Mais Marx, que son messianisme prend souvent à défaut, sait que le système en a vu d’autres : « Comment la bourgeoisie surmonte-t-elle ces crises ? D’un côté, en détruisant par la violence une masse de forces productives ; de l’autre, en conquérant de nouveaux marchés et en exploitant plus à fond les anciens. »
Il attend certes une crise finale et apocalyptique, mais il sait que le système vit de crises. Engels, dans son Socialisme utopique, qui rappelle que la première grande crise capitaliste a eu lieu en 1825, écrit même que la cyclicité et la violence de ces crises ont une fonction psychologique et politique : « Laisser une humanité désabusée et épuisée ». On constate la justesse de ces vues en Europe, qui ne s’est jamais remise de la crise de 1973 ou de celle du début des années 90, causée par la réunification allemande et des taux d’intérêt déjà trop élevés.
Pour expliquer cette crise, on invoque la seule que l’on connaisse, celle de 1929, et dont, d’ailleurs, on n’est sorti que par une autre guerre mondiale. J’en invoquerai donc une plus ancienne.
Wladimir d’Ormesson a consacré en 1933 un beau livre à une crise mondiale, forte et méconnue, celle de 1857. Il cite les correspondants de l’époque.
Voici ce qu’écrit le comte de Sartiges, ministre de Napoléon III à Washington, le 4 octobre 1857 : « Cause de la crise : la sortie du pays des espèces, par suite d’une importation immodérée ; les spéculations téméraires ; enfin, la principale : les immenses entreprises de toutes sortes, celles des chemins de fer particulièrement, commencées avec les seuls capitaux fournis par le placement des actions et des obligations des compagnies américaines… Or, le crédit des uns ne s’appuie pas sur autre chose que sur le crédit des autres, et il suffit que la confiance fasse défaut à une petite portion pour que la marche du crédit tout entière s’arrête… »

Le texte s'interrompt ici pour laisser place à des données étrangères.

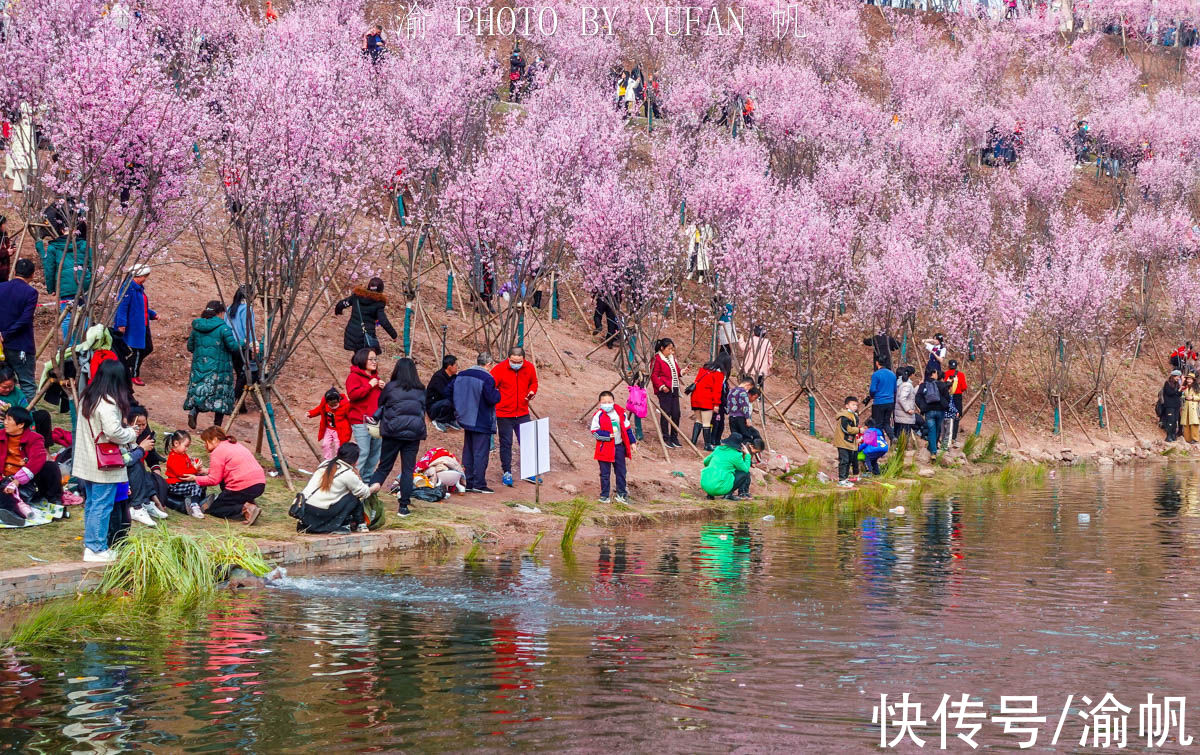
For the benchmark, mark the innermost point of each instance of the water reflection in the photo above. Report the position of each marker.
(724, 635)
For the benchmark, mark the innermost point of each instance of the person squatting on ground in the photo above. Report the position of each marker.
(727, 471)
(666, 377)
(517, 382)
(846, 441)
(439, 395)
(615, 445)
(335, 423)
(474, 402)
(333, 498)
(181, 491)
(706, 397)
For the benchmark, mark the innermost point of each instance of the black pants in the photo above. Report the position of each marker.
(958, 402)
(881, 415)
(228, 503)
(442, 411)
(347, 511)
(508, 427)
(474, 457)
(617, 467)
(847, 462)
(741, 483)
(407, 453)
(669, 403)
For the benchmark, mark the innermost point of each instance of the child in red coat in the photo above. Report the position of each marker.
(706, 397)
(615, 444)
(335, 423)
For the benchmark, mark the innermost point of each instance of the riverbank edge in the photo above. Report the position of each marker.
(48, 581)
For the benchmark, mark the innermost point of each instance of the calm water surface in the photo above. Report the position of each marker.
(739, 635)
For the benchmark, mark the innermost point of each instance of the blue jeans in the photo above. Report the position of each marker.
(369, 450)
(96, 511)
(933, 425)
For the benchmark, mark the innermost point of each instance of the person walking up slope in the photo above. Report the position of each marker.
(517, 382)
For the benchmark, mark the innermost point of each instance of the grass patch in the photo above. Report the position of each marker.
(894, 466)
(574, 519)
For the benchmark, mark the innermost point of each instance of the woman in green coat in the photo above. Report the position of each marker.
(210, 387)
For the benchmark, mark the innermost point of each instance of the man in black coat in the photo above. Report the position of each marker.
(1173, 401)
(439, 395)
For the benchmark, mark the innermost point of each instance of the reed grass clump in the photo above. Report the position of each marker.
(574, 519)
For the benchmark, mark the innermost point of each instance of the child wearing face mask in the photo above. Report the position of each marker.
(615, 445)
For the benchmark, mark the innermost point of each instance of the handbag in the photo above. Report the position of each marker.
(297, 507)
(108, 455)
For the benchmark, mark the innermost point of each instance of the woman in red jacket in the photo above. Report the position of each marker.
(706, 397)
(363, 388)
(666, 377)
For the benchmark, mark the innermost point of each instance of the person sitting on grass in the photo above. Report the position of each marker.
(234, 468)
(727, 471)
(615, 444)
(333, 498)
(873, 444)
(845, 439)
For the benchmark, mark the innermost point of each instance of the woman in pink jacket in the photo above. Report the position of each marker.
(239, 474)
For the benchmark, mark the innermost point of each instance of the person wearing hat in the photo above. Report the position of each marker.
(727, 471)
(369, 310)
(1173, 402)
(132, 322)
(1189, 415)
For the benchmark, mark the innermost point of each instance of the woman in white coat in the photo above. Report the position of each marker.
(102, 407)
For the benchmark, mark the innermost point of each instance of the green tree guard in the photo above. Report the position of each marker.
(408, 329)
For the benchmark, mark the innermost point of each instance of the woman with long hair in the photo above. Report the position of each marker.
(402, 426)
(333, 498)
(210, 387)
(103, 405)
(363, 388)
(234, 468)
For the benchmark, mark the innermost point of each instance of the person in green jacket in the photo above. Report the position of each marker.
(727, 471)
(66, 267)
(210, 388)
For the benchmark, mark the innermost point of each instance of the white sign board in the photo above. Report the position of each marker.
(534, 448)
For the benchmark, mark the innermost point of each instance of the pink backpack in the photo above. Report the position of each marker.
(636, 402)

Le comte de Sartiges ajoute un peu plus loin : « Les immeubles ne peuvent plus être ni vendus, ni même hypothéqués. »
La réaction des Américains reste toutefois américaine, écrit le ministre admiratif : « Ils ont laissé les morts enterrer les morts, et faute de trouver sur qui faire retomber leur colère, puisque c’est la communauté qui a ruiné la communauté, ils se sont remis à l’œuvre pour reconstruire leur fortune. »
La crise de 1857 gagne l’Europe, avec son cortège de cessation de paiements, de faillites et même de suicides, décrits par le père de Jean d’Ormesson. Et puis, le monde s’en est remis. 150 ans plus tard, les causes sont les mêmes : un capital fictif est considéré comme réel. C’est le meilleur moyen de s’enrichir vite… et de déclencher une crise.
Enfin, je ne résiste pas au plaisir de citer Zola, et cet admirable passage de l’Argent, qui dénonce les spéculations immobilières du Paris haussmannien. Je rappelle au passage que Napoléon III avait à moitié ruiné ses finances et son armée par son expédition du Mexique (cela ne vous rappelle rien ?). « Oui, je sais, le marché vous paraît solide, les affaires marchent. Mais attendez la fin… On a trop démoli et trop reconstruit, à Paris, voyez-vous ! Les grands travaux ont épuisé l’épargne. Quant aux puissantes maisons de crédit qui vous semblent si prospères, attendez qu’une d’elles fasse le saut, et vous les verrez toutes culbuter à la file… Sans compter que le peuple se remue.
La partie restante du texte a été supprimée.